Make sure to add the library forecast where you load packages.

Step 1: Extract the trend, seasonal, and residual components

Next, we’ll extract the estimated trend, seasonal, and residual components from the decompose object using the $ operator:

# Extract the trend, seasonal, and residual components
carrot_trend <- na.omit(carrot_decomp$trend)
carrot_seasonal <- na.omit(carrot_decomp$seasonal)[7:(length(carrot_ts)-6)] %>%
  ts(.,start=c(2008,2),frequency = 12)
carrot_residuals <- na.omit(carrot_decomp$random)

Step 2: Forecast the trend, seasonal, and residual components

To forecast each component, we’ll use the forecast() function from the forecast package in R. For the trend and seasonal components, we can simply use the forecast() function on the corresponding time series objects:

# Forecast the trend component for the next 12 months
carrot_trend_forecast <- forecast(carrot_trend,level = 95, h=60)

plot(carrot_trend_forecast)

# Forecast the seasonal component for the next 12 months
carrot_seasonal_forecast <- forecast(carrot_seasonal,level = 95, h=60)

plot(carrot_seasonal_forecast)

Did you get a warning?
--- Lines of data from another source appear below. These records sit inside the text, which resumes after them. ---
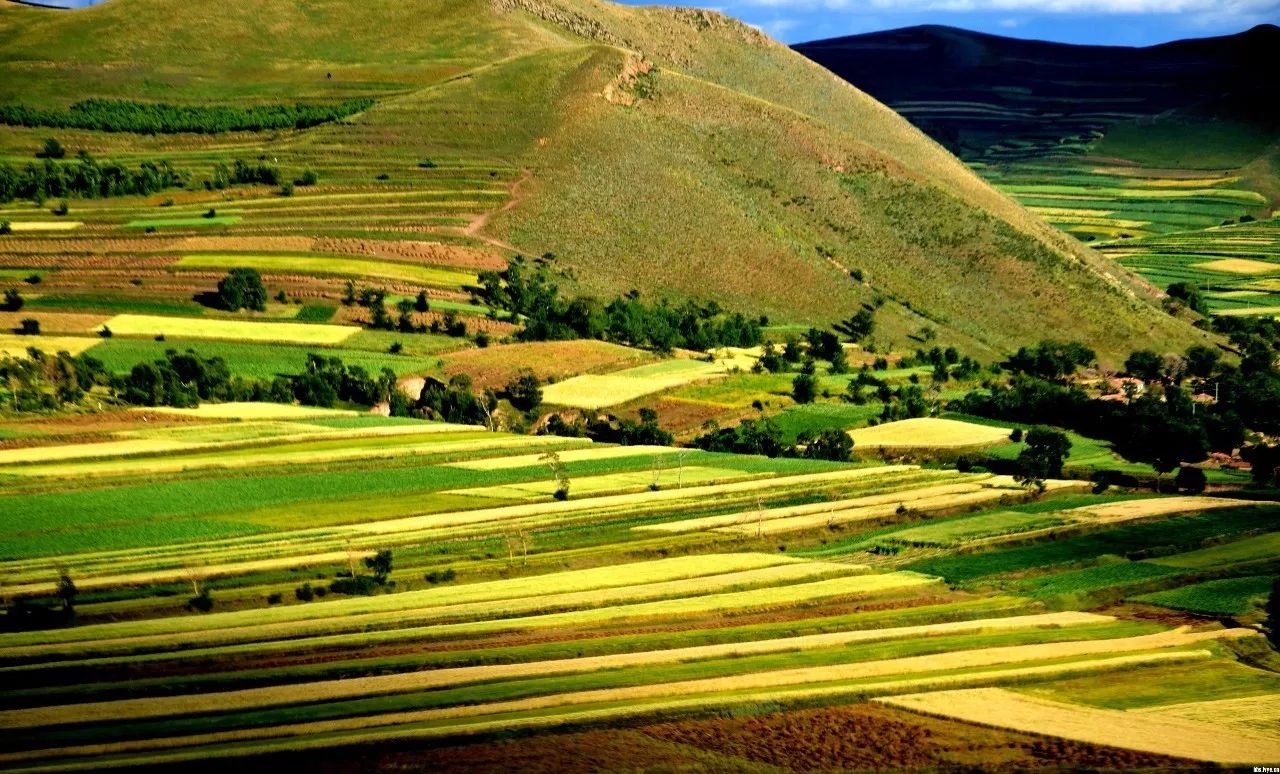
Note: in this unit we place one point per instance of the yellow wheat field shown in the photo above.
(929, 431)
(44, 225)
(120, 448)
(502, 463)
(448, 677)
(1197, 740)
(1238, 266)
(700, 692)
(13, 346)
(1255, 714)
(1152, 507)
(238, 330)
(675, 568)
What does the warning message tell you? For the residual component, we’ll need to create a model to forecast the residuals. There are many possible approaches to modeling the residuals, but a simple one is to use a moving average model (MA model). Here’s an example of how to create a simple MA(1) model for the residuals:

# Create a time series object for the residuals
carrot_residuals_ts <- ts(carrot_residuals, frequency=12, start=c(2007, 8))
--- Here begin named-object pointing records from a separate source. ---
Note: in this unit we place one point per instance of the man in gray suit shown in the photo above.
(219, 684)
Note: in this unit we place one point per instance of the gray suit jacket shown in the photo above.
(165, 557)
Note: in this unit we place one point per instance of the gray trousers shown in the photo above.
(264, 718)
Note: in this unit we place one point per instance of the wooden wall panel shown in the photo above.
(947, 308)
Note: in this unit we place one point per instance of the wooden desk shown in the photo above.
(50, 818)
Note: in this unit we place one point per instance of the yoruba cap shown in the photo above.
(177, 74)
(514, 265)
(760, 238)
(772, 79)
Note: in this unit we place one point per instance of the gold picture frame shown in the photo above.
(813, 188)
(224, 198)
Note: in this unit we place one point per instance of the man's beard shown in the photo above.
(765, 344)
# Fit an MA(1) model to the residuals
carrot_residuals_model <- arima(carrot_residuals_ts, order=c(0,0,1))

# Forecast the residuals for the next 12 months
carrot_residuals_forecast <- forecast(carrot_residuals_model,level = 95, h=60)

Step 3: Combine the forecasted components to obtain the final forecast

Finally, we can combine the forecasted trend, seasonal, and residual components to obtain the final forecast for the time series:

# Combine the forecasted components to obtain the final forecast
carrot_forecast <- carrot_trend_forecast$mean + carrot_seasonal_forecast$mean + carrot_residuals_forecast$mean

carrot_forecast_upper <- carrot_trend_forecast$upper + carrot_seasonal_forecast$upper + carrot_residuals_forecast$upper

carrot_forecast_lower <- carrot_trend_forecast$lower + carrot_seasonal_forecast$lower + carrot_residuals_forecast$lower

This creates the forecast, which is just the future values. We want to append this to the existing time series. First, we will convert this vector into a data frame (a special one called a tibble).
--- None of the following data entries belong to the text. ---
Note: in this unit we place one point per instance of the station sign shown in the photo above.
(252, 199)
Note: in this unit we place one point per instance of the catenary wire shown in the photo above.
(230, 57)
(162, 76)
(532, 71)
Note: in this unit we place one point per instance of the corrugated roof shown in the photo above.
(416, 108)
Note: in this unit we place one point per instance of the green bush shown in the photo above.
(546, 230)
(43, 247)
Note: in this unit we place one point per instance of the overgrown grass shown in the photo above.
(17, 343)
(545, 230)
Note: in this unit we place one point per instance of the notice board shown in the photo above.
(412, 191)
carrot_forecast_df <- tibble(price=carrot_forecast,
                             upper=carrot_forecast_upper[,1],
                             lower=carrot_forecast_lower[,1]) %>%
  mutate(measure_date=seq(as_date("2023-08-01"), by="months", length.out=nrow(.))) 

Now, we need to append it to our current data. However, there is some overlap with the actual observed data because some data was lost in the moving average calculation in the decomposition. For the overlapping data, we could either keep both, just the forecast, or just the observed. Let’s just keep the observed and append the remainder of the forecast to carrot_decomp_out.

carrot_forecast_df <- carrot_forecast_df %>%
  filter(measure_date > max(carrot_decomp_out$measure_date)) %>%
  mutate(forecast=T)

final_out <- bind_rows(carrot_decomp_out,carrot_forecast_df)

Now you can export this data for Tableau:

write_csv(final_out,"carrot_forecast.csv")

Tableau

We will use Tableau to visualize your R forecasts.

1. Visualizing R Forecasts in Tableau

First, let’s visualize our decomposition:

  1. Connect to the carrot price forecast data you exported in R. To keep everything in the same workbook, create a connection between these data and your original carrot price data (using the Date) variable

  2. Plot your raw data

  3. Add the trend line you calculated in R to the pane below this

  4. Show the seasonality you calculated in R in a pane below this

  5. Finally, show the residuals in the pane below this

  6. You can also play with combining these figures as you see appropriate (e.g., I like to look at the trend line in the same pane as the actual data)

  7. As an aside - let’s change the raw price data to a “moving average” using Tableau’s quick table calculation. Why is this moving average different from the one you calculated in R?